Ten Assumptions of Science and the Demise of Cosmogony
Year: 2004 Pages: 4
Keywords: materialism, causality, uncertainty, inseparability, conservation, complementarity, irreversibility, infinity, relativism, interconnection
The absurdities in current physics and cosmology are founded on indeterministic presuppositions uncovered in this review. Once subconsciously held presuppositions are stated, they become assumptions, objects amenable to study. Each indeterministic assumption has its deterministic opposite. To obtain a logically coherent set of fundamental assumptions, one must include generalized infinity, which is resisted vehemently by the present culture. Nonetheless, the ten deterministic assumptions are:
- MATERIALISM: The external world exists after the observer does not.
- CAUSALITY: All effects have an infinite number of material causes.
- UNCERTAINTY: It is impossible to know everything about anything, but it is possible to know more about anything.
- INSEPARABILITY: Just as there is no motion without matter, so there is no matter without motion.
- CONSERVATION: Matter and the motion of matter neither can be created nor destroyed.

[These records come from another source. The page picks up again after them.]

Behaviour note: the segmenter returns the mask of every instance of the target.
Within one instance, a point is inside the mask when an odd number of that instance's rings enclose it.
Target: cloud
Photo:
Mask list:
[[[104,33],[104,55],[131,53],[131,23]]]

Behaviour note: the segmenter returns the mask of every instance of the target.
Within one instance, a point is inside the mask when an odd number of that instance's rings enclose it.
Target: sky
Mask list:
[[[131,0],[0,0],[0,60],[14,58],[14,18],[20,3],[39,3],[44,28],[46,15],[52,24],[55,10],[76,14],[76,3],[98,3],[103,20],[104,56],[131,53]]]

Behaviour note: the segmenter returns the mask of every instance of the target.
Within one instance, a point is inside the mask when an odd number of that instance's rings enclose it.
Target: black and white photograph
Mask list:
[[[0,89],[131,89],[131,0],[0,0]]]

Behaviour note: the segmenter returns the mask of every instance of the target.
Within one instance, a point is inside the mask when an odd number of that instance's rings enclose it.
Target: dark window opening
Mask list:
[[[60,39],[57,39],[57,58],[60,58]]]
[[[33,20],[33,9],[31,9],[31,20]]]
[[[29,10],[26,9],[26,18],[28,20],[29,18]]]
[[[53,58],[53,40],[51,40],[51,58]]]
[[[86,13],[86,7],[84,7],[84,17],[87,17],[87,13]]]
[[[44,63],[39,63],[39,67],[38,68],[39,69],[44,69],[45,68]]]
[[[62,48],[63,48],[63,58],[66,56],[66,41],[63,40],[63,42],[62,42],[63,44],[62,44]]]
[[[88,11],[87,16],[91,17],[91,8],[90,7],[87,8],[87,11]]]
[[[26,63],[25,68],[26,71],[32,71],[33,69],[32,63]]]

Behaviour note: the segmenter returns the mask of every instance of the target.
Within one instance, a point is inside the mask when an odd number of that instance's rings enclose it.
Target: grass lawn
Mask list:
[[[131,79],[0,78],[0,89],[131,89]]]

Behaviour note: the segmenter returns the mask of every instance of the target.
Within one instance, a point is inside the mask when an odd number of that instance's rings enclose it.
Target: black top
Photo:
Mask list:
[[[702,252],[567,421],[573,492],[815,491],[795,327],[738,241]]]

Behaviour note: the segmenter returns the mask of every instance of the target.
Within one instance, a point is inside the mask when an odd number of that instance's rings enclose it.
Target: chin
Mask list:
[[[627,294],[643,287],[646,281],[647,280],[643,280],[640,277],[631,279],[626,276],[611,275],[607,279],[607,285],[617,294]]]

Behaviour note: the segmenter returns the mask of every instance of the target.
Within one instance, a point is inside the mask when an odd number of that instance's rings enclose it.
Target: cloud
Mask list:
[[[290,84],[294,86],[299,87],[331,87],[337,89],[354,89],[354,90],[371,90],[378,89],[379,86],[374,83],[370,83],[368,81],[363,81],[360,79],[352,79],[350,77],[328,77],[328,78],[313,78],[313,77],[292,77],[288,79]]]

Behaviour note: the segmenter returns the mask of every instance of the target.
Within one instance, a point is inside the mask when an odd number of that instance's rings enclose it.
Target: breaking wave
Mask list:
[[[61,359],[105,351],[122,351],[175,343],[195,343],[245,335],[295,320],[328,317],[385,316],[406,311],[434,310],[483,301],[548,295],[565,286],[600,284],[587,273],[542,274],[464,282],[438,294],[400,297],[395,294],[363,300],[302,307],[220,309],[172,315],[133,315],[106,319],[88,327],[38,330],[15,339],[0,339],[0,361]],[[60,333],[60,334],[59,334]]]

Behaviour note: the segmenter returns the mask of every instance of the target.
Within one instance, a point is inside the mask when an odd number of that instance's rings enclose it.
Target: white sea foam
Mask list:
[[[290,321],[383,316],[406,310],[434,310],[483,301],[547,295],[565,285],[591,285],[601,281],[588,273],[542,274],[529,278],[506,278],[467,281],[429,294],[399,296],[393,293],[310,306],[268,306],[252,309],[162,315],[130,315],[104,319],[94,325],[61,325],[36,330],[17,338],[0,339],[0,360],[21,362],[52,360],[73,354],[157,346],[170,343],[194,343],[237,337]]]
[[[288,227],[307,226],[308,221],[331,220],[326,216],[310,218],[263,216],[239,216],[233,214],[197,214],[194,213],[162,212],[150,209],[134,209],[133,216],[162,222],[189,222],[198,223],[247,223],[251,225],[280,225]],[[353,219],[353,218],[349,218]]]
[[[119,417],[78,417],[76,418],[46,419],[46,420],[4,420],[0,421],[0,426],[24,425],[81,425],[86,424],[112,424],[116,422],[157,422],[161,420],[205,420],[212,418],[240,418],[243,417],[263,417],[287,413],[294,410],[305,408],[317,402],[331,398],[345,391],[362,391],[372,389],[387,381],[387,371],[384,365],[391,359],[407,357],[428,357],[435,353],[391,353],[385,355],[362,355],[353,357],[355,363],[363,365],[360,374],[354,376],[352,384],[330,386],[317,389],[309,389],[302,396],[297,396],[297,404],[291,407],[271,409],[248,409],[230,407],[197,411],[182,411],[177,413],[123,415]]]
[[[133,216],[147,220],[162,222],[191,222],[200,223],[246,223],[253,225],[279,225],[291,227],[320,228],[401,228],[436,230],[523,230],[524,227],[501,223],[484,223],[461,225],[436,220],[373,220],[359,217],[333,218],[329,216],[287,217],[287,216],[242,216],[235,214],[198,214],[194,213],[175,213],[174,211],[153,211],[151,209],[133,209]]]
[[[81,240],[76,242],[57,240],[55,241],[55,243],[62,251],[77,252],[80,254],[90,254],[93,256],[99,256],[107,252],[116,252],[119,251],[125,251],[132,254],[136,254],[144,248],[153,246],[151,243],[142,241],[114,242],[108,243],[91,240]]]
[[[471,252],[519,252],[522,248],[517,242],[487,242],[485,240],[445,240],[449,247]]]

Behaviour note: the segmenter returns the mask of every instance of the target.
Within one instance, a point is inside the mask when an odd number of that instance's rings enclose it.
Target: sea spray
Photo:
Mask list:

- COMPLEMENTARITY: All things are subject to divergence and convergence from other things.
- IRREVERSIBILITY: All processes are irreversible.

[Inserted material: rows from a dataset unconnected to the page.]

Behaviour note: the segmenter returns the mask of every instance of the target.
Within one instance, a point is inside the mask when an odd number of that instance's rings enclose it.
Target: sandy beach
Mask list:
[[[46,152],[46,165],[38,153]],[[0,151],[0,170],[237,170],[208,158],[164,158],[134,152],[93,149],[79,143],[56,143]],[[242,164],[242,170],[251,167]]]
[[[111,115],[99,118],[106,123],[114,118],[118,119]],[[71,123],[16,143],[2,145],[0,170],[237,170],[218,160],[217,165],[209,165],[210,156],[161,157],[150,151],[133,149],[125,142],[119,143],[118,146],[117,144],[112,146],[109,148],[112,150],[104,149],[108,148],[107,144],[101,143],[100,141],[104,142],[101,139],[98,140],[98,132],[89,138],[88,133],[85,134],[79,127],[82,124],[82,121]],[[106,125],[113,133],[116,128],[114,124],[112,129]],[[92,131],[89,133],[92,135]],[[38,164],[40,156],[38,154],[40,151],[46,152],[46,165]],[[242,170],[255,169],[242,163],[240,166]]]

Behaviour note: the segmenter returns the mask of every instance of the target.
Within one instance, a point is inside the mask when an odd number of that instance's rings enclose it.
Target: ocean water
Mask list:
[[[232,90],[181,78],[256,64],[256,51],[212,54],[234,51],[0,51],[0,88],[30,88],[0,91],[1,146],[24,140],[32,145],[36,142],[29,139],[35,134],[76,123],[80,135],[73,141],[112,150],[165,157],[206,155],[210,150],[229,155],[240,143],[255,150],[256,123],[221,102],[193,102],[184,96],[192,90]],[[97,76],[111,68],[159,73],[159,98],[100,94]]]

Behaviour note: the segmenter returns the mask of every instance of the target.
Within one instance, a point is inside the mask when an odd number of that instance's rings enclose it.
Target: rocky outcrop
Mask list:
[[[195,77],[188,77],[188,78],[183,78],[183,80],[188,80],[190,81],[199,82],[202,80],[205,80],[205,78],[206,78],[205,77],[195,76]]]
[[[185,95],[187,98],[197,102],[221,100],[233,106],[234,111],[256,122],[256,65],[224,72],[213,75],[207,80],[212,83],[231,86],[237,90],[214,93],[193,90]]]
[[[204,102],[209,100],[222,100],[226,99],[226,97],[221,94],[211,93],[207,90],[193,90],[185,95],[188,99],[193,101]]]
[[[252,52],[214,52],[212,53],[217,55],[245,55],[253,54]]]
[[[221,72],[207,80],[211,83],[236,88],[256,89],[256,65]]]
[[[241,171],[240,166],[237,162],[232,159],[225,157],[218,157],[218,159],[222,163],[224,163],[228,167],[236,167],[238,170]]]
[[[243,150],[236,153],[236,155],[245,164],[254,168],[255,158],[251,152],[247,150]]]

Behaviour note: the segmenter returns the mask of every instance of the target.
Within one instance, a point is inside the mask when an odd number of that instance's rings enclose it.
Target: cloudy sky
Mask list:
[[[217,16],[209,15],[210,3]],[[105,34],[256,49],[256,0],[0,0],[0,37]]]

- INFINITY: The universe is infinite, both in the microcosmic and macrocosmic directions.
- RELATIVISM: All things have characteristics that make them similar to all other things as well as characteristics that make them dissimilar to all other things.
- INTERCONNECTION: All things are interconnected, that is, between any two objects exist other objects that transmit matter and motion. Among the primary conclusions: time is motion, light is motion, the universe is Euclidean, there is a dynamic ether, gravitation is a push, and the "Big Bang Theory" must be replaced by the infinite universe theory.

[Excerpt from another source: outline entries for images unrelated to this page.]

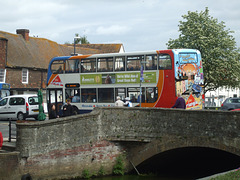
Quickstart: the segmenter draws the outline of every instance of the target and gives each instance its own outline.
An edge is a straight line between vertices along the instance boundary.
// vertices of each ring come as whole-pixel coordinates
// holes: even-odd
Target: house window
[[[5,83],[6,79],[6,69],[0,69],[0,82]]]
[[[22,83],[28,83],[28,69],[22,69]]]

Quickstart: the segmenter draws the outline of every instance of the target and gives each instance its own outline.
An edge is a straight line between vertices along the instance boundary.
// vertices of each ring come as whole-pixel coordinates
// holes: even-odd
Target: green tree
[[[87,36],[79,36],[78,33],[75,34],[75,37],[79,37],[79,39],[75,39],[76,44],[90,44],[90,42],[87,40]],[[73,42],[74,44],[74,42]]]
[[[208,8],[200,13],[188,12],[180,21],[178,39],[170,39],[169,49],[198,49],[202,54],[205,92],[218,87],[238,87],[240,80],[239,49],[234,33],[224,22],[209,15]]]

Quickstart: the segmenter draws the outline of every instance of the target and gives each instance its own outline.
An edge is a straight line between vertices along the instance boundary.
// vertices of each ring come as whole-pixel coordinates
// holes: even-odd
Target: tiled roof
[[[29,37],[29,41],[26,41],[22,35],[0,31],[0,39],[8,40],[8,67],[47,69],[53,57],[69,56],[73,53],[73,45],[57,44],[44,38]],[[122,44],[77,45],[76,53],[114,53],[119,52],[121,46]]]
[[[80,49],[97,50],[97,53],[118,53],[122,44],[77,44]],[[83,53],[81,53],[83,54]]]

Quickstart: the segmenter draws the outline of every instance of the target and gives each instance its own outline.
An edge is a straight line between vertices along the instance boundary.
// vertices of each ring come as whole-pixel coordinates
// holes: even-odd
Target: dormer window
[[[22,83],[28,83],[28,69],[22,69]]]

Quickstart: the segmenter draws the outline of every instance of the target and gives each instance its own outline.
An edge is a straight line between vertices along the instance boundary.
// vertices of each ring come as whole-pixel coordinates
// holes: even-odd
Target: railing
[[[11,119],[9,120],[9,136],[8,136],[8,142],[11,142],[12,139],[16,139],[17,135],[17,128],[16,128],[16,121],[12,121]]]

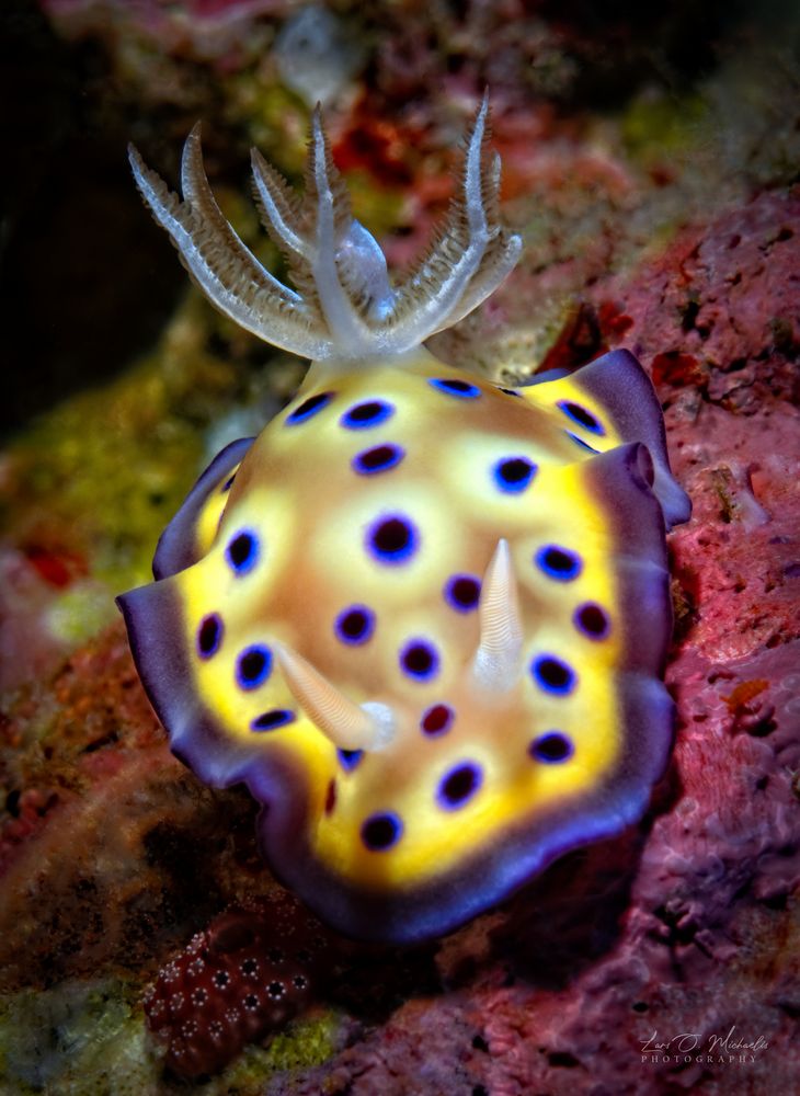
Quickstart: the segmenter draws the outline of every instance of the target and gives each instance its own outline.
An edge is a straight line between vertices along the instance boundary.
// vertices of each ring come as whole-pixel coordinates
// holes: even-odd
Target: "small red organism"
[[[332,957],[330,935],[288,894],[220,914],[145,994],[167,1065],[184,1077],[219,1072],[308,1007]]]

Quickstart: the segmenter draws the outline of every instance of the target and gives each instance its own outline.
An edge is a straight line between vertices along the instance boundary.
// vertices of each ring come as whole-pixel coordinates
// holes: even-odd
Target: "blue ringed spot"
[[[419,546],[413,523],[402,514],[390,514],[367,529],[366,546],[381,563],[405,563]]]
[[[236,680],[241,688],[258,688],[271,673],[272,651],[263,643],[247,647],[237,659]]]
[[[605,639],[612,629],[608,614],[594,602],[579,605],[572,619],[575,627],[590,639]]]
[[[334,625],[336,638],[351,647],[366,643],[375,631],[375,614],[366,605],[350,605],[336,617]]]
[[[475,762],[462,762],[446,773],[436,790],[436,801],[446,811],[464,807],[483,783],[483,770]]]
[[[471,613],[480,601],[480,579],[473,574],[453,574],[443,590],[445,601],[457,613]]]
[[[572,741],[561,731],[548,731],[540,734],[528,746],[528,753],[534,761],[547,764],[567,761],[574,753]]]
[[[294,723],[296,716],[288,708],[272,708],[270,711],[262,711],[260,716],[251,722],[250,729],[253,731],[275,731],[278,727],[286,727]]]
[[[530,663],[530,673],[546,693],[567,696],[575,687],[578,675],[555,654],[540,654]]]
[[[368,400],[348,408],[339,420],[339,424],[346,430],[369,430],[370,426],[386,422],[393,414],[395,408],[386,400]]]
[[[571,437],[575,445],[580,445],[582,449],[588,449],[590,453],[599,453],[599,449],[595,449],[593,445],[590,445],[588,442],[584,442],[582,437],[579,437],[578,434],[573,434],[571,430],[565,430],[564,434],[567,434],[568,437]]]
[[[467,380],[457,380],[449,377],[432,377],[428,379],[432,388],[437,388],[445,396],[455,396],[459,400],[473,400],[480,396],[481,390],[477,385],[470,385]]]
[[[399,445],[376,445],[353,457],[353,470],[359,476],[375,476],[376,472],[386,472],[395,468],[404,456],[405,450]]]
[[[494,482],[506,494],[521,494],[536,471],[536,465],[527,457],[503,457],[492,468]]]
[[[581,557],[560,545],[544,545],[534,556],[534,561],[550,579],[572,582],[583,570]]]
[[[397,845],[402,836],[403,824],[398,814],[370,814],[362,825],[362,841],[373,853],[384,853]]]
[[[210,659],[217,653],[224,631],[222,618],[218,613],[209,613],[203,617],[197,629],[197,653],[202,659]]]
[[[364,756],[363,750],[336,750],[342,768],[346,773],[352,773],[358,762]]]
[[[259,538],[250,529],[240,529],[228,541],[225,558],[235,574],[247,574],[259,562]]]
[[[556,407],[584,430],[590,430],[593,434],[605,434],[605,426],[597,415],[592,414],[587,408],[581,407],[580,403],[573,403],[572,400],[559,400]]]
[[[333,392],[317,392],[316,396],[309,396],[294,411],[289,411],[286,415],[286,425],[296,426],[300,422],[306,422],[311,415],[317,414],[322,408],[328,407],[333,399]]]
[[[422,713],[420,730],[430,738],[445,734],[453,727],[456,713],[447,704],[434,704]]]
[[[412,639],[400,652],[400,669],[418,682],[428,682],[438,673],[438,651],[424,639]]]

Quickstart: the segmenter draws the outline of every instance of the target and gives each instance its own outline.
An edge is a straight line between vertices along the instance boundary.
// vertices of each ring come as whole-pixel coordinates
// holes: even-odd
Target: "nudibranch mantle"
[[[644,811],[672,741],[664,532],[686,521],[652,385],[616,351],[502,388],[422,341],[519,250],[487,104],[445,232],[398,288],[319,114],[305,202],[258,153],[296,288],[222,219],[188,138],[181,202],[132,152],[212,301],[313,358],[229,445],[119,598],[171,745],[263,804],[277,877],[341,932],[409,943]]]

This was initially published as an abstract in: Borchardt, Glenn, 2004, The ten assumptions of science and the demise of cosmogony [abs.], in Proceedings of the American Association for the Advancement of Science, Southwestern and Rocky Mountain Division, Metropolitan State College of Denver and the Colorado-Wyoming Academy of Sciences, 79th Annual Meeting of AAAS-SWARM, pp. 22-23.]